Met de RadioButton besturingselementen in het formulier kan de gebruiker de voorgrond- en achtergrondkleuren van het WPF-besturingselement en verschillende lettertype-eigenschappen wijzigen. De achtergrondkleur wordt weergegeven door het ElementHost object. De resterende eigenschappen worden weergegeven als aangepaste eigenschappen van het besturingselement.

Dubbelklik op elk RadioButton controle op het formulier om CheckedChanged gebeurtenishandlers te maken. Vervang de CheckedChanged eventhandlers door de volgende code.

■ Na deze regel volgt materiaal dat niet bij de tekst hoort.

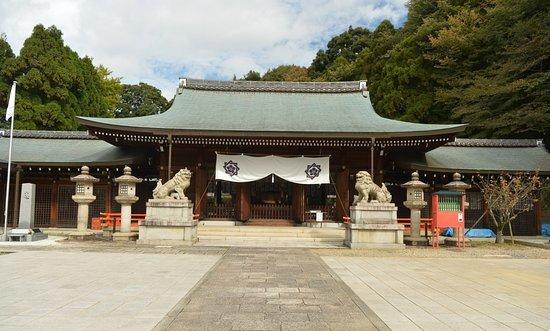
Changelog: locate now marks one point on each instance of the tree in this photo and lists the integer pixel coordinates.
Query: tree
(54, 83)
(494, 62)
(140, 100)
(252, 75)
(345, 46)
(288, 73)
(111, 88)
(507, 197)
(5, 54)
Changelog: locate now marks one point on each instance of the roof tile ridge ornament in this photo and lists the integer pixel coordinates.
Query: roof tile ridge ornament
(481, 142)
(363, 87)
(268, 86)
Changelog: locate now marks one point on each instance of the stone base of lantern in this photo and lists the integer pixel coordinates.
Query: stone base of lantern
(453, 241)
(168, 222)
(374, 225)
(418, 241)
(125, 236)
(82, 235)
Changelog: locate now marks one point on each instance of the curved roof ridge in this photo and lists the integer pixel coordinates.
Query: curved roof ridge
(48, 134)
(270, 86)
(477, 142)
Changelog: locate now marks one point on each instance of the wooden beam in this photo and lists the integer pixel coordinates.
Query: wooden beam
(201, 182)
(242, 203)
(54, 203)
(342, 194)
(298, 202)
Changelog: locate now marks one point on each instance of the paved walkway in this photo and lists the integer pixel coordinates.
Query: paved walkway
(271, 289)
(456, 293)
(56, 290)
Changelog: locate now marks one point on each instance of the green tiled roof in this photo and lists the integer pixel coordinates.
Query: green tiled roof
(274, 109)
(470, 156)
(62, 148)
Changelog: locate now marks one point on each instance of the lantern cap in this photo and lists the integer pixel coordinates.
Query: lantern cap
(84, 176)
(127, 177)
(415, 182)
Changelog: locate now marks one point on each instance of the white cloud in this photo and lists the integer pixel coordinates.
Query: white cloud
(158, 41)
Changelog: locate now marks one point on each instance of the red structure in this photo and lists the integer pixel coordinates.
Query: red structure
(448, 212)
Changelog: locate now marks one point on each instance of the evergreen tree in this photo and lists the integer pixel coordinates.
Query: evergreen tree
(252, 75)
(5, 85)
(140, 100)
(54, 83)
(288, 73)
(111, 88)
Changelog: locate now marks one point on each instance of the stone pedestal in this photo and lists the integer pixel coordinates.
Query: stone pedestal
(374, 225)
(415, 238)
(82, 232)
(168, 222)
(126, 212)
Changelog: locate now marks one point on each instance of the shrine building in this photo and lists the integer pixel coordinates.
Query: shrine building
(289, 119)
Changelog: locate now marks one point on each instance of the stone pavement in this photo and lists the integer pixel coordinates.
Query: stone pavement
(451, 293)
(271, 289)
(76, 290)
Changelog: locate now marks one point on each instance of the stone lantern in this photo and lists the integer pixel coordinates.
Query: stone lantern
(84, 195)
(457, 185)
(126, 197)
(415, 202)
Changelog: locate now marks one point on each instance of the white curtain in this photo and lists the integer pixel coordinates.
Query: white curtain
(300, 170)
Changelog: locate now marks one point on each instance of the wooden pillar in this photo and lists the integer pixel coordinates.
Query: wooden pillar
(201, 182)
(538, 214)
(242, 202)
(16, 196)
(54, 204)
(342, 194)
(163, 166)
(109, 196)
(169, 171)
(298, 202)
(378, 176)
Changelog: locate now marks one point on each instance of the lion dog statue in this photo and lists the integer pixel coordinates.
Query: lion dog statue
(175, 187)
(368, 190)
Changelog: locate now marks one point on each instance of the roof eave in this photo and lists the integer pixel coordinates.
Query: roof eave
(211, 133)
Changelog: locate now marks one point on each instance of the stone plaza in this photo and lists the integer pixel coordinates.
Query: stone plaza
(106, 286)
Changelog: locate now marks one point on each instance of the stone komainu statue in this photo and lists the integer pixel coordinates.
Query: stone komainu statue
(368, 190)
(175, 187)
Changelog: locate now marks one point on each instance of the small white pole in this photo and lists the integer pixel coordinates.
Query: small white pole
(5, 234)
(8, 184)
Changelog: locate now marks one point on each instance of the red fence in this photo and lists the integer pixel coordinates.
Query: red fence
(270, 211)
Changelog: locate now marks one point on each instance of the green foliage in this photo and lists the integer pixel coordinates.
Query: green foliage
(111, 88)
(343, 49)
(54, 83)
(252, 75)
(495, 68)
(5, 54)
(288, 73)
(482, 62)
(140, 100)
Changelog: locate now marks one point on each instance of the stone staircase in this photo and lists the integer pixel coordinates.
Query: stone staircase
(265, 236)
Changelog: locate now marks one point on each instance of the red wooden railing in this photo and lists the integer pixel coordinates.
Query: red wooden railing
(425, 223)
(328, 212)
(105, 220)
(220, 211)
(271, 211)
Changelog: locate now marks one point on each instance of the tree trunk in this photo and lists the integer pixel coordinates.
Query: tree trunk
(500, 236)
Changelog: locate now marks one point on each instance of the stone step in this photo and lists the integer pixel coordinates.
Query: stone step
(289, 239)
(262, 242)
(339, 234)
(291, 233)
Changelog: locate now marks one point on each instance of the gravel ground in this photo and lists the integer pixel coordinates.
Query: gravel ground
(480, 250)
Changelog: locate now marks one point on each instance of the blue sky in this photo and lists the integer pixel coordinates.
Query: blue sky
(158, 41)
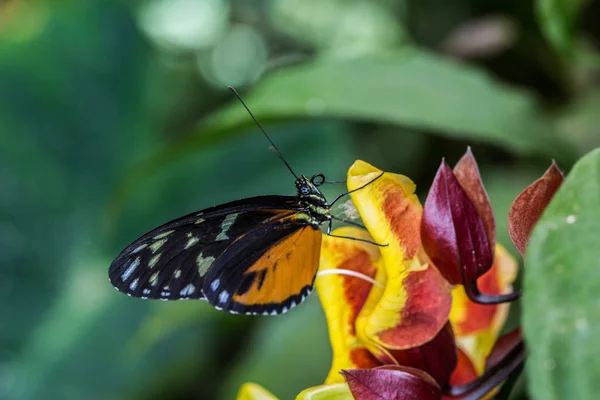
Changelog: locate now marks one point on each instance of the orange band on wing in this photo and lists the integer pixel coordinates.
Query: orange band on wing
(285, 269)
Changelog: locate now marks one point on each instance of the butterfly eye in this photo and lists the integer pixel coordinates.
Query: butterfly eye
(317, 179)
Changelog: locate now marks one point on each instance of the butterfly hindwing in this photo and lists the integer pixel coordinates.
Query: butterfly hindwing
(267, 271)
(170, 262)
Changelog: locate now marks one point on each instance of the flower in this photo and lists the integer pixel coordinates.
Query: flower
(416, 304)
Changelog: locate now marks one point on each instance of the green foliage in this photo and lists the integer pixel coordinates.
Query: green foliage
(561, 316)
(558, 19)
(411, 88)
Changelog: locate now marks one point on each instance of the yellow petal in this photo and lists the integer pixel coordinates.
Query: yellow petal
(342, 296)
(253, 391)
(337, 391)
(477, 326)
(416, 301)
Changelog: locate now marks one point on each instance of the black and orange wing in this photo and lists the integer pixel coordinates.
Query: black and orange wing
(267, 271)
(171, 261)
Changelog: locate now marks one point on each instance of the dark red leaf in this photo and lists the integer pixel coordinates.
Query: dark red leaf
(392, 382)
(438, 357)
(467, 173)
(453, 234)
(527, 208)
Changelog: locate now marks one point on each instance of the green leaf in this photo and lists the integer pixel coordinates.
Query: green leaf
(562, 284)
(410, 88)
(288, 354)
(557, 19)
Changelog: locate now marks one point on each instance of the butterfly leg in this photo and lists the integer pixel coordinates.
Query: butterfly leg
(347, 221)
(328, 233)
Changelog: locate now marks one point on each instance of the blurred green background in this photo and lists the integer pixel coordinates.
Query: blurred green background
(115, 117)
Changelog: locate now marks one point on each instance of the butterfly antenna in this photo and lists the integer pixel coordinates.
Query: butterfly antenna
(275, 149)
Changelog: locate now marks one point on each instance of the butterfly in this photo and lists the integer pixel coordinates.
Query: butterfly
(258, 255)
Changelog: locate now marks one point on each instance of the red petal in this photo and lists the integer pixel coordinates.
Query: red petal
(391, 382)
(437, 357)
(454, 235)
(529, 205)
(464, 372)
(467, 174)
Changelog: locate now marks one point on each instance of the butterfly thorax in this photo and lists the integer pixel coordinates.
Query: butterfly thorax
(317, 208)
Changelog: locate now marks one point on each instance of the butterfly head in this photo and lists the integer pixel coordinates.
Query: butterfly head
(308, 190)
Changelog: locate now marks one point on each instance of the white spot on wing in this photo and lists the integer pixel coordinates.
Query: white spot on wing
(204, 264)
(130, 269)
(163, 235)
(223, 296)
(153, 260)
(139, 248)
(133, 284)
(154, 279)
(157, 245)
(188, 290)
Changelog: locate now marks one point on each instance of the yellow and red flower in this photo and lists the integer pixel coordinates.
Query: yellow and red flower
(421, 309)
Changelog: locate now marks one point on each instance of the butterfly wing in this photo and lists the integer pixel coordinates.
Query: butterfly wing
(170, 262)
(267, 271)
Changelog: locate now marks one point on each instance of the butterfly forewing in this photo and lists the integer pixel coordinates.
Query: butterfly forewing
(170, 262)
(268, 271)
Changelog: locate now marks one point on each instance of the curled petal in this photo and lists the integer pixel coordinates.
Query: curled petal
(392, 382)
(253, 391)
(477, 326)
(436, 357)
(416, 301)
(454, 235)
(343, 296)
(527, 208)
(337, 391)
(467, 174)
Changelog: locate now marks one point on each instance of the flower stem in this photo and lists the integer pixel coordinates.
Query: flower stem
(491, 378)
(475, 295)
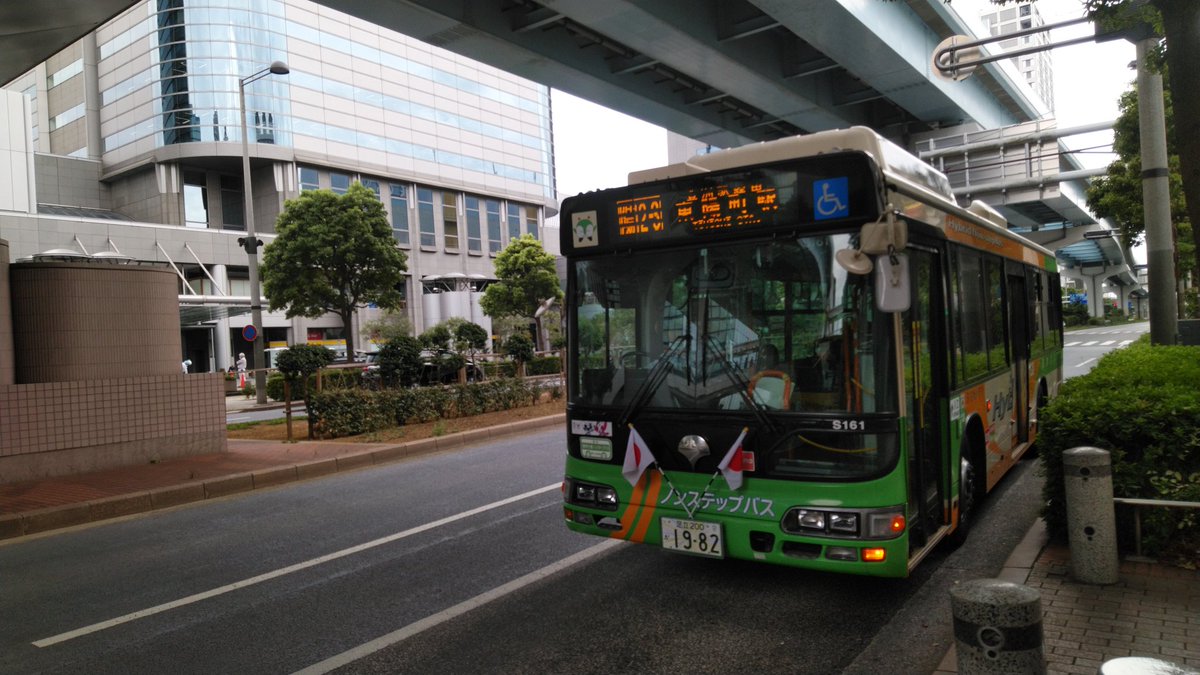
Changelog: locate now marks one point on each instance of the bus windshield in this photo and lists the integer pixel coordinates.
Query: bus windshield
(767, 327)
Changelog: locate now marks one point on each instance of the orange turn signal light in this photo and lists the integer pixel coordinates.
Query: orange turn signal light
(874, 555)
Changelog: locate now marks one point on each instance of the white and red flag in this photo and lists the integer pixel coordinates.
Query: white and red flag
(731, 466)
(637, 458)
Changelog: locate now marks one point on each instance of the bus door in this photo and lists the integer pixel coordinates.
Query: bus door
(1019, 339)
(923, 404)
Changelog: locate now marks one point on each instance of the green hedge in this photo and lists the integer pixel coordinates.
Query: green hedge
(539, 365)
(1143, 405)
(330, 378)
(346, 412)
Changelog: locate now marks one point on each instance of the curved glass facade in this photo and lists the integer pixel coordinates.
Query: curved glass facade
(190, 55)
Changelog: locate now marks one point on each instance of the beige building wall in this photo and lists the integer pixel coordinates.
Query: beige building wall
(66, 428)
(94, 321)
(7, 374)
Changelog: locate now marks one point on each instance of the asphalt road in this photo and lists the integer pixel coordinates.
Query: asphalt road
(459, 562)
(454, 562)
(1084, 347)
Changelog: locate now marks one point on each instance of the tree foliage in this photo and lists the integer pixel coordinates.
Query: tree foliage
(527, 278)
(1117, 195)
(1179, 24)
(333, 254)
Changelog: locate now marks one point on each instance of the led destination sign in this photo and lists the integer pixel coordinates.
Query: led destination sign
(783, 196)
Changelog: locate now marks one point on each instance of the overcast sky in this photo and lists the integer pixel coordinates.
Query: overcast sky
(597, 148)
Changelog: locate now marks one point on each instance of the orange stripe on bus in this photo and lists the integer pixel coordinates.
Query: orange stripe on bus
(629, 515)
(648, 512)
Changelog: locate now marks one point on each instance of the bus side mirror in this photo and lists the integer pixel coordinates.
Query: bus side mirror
(893, 290)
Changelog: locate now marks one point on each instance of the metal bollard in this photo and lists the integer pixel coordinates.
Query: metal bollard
(997, 628)
(1091, 515)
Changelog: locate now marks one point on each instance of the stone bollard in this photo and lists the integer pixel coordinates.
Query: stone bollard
(1144, 665)
(1091, 515)
(997, 628)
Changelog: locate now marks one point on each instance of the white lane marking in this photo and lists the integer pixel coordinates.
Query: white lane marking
(435, 620)
(283, 571)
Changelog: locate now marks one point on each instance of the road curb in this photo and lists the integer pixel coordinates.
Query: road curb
(55, 518)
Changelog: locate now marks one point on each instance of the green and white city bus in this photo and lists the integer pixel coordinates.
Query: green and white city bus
(802, 352)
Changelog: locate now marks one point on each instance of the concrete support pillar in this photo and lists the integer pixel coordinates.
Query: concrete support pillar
(997, 628)
(221, 346)
(1095, 297)
(1091, 517)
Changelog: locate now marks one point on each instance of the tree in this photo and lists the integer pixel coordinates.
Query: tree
(1117, 195)
(400, 362)
(469, 338)
(333, 254)
(388, 327)
(527, 279)
(520, 348)
(1179, 22)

private void radioBackgroundOriginal_CheckedChanged(object sender, EventArgs e)
{
    wpfAddressCtrl.MyControl_Background = initBackBrush;
}

private void radioBackgroundLightGreen_CheckedChanged(object sender, EventArgs e)
{
    wpfAddressCtrl.MyControl_Background = new SolidColorBrush(Colors.LightGreen);
}

private void radioBackgroundLightSalmon_CheckedChanged(object sender, EventArgs e)
{
    wpfAddressCtrl.MyControl_Background = new SolidColorBrush(Colors.LightSalmon);
}

private void radioForegroundOriginal_CheckedChanged(object sender, EventArgs e)
{
    wpfAddressCtrl.MyControl_Foreground = initForeBrush;
}

private void radioForegroundRed_CheckedChanged(object sender, EventArgs e)
{
    wpfAddressCtrl.MyControl_Foreground = new System.Windows.Media.SolidColorBrush(Colors.Red);
}

private void radioForegroundYellow_CheckedChanged(object sender, EventArgs e)
{
    wpfAddressCtrl.MyControl_Foreground = new System.Windows.Media.SolidColorBrush(Colors.Yellow);
}

private void radioFamilyOriginal_CheckedChanged(object sender, EventArgs e)
{
    wpfAddressCtrl.MyControl_FontFamily = initFontFamily;
}

private void radioFamilyTimes_CheckedChanged(object sender, EventArgs e)
{
    wpfAddressCtrl.MyControl_FontFamily = new System.Windows.Media.FontFamily("Times New Roman");
}

private void radioFamilyWingDings_CheckedChanged(object sender, EventArgs e)
{
    wpfAddressCtrl.MyControl_FontFamily = new System.Windows.Media.FontFamily("WingDings");
}

private void radioSizeOriginal_CheckedChanged(object sender, EventArgs e)
{
    wpfAddressCtrl.MyControl_FontSize = initFontSize;
}

private void radioSizeTen_CheckedChanged(object sender, EventArgs e)
{
    wpfAddressCtrl.MyControl_FontSize = 10;
}

private void radioSizeTwelve_CheckedChanged(object sender, EventArgs e)
{
    wpfAddressCtrl.MyControl_FontSize = 12;
}

private void radioStyleOriginal_CheckedChanged(object sender, EventArgs e)
{
    wpfAddressCtrl.MyControl_FontStyle = initFontStyle;
}

private void radioStyleItalic_CheckedChanged(object sender, EventArgs e)
{
    wpfAddressCtrl.MyControl_FontStyle = System.Windows.FontStyles.Italic;
}

private void radioWeightOriginal_CheckedChanged(object sender, EventArgs e)
{
    wpfAddressCtrl.MyControl_FontWeight = initFontWeight;
}

private void radioWeightBold_CheckedChanged(object sender, EventArgs e)
{
    wpfAddressCtrl.MyControl_FontWeight = FontWeights.Bold;
}

Bouw en voer de toepassing uit. Klik op de verschillende keuzerondjes om het effect op de WPF-composite control te zien.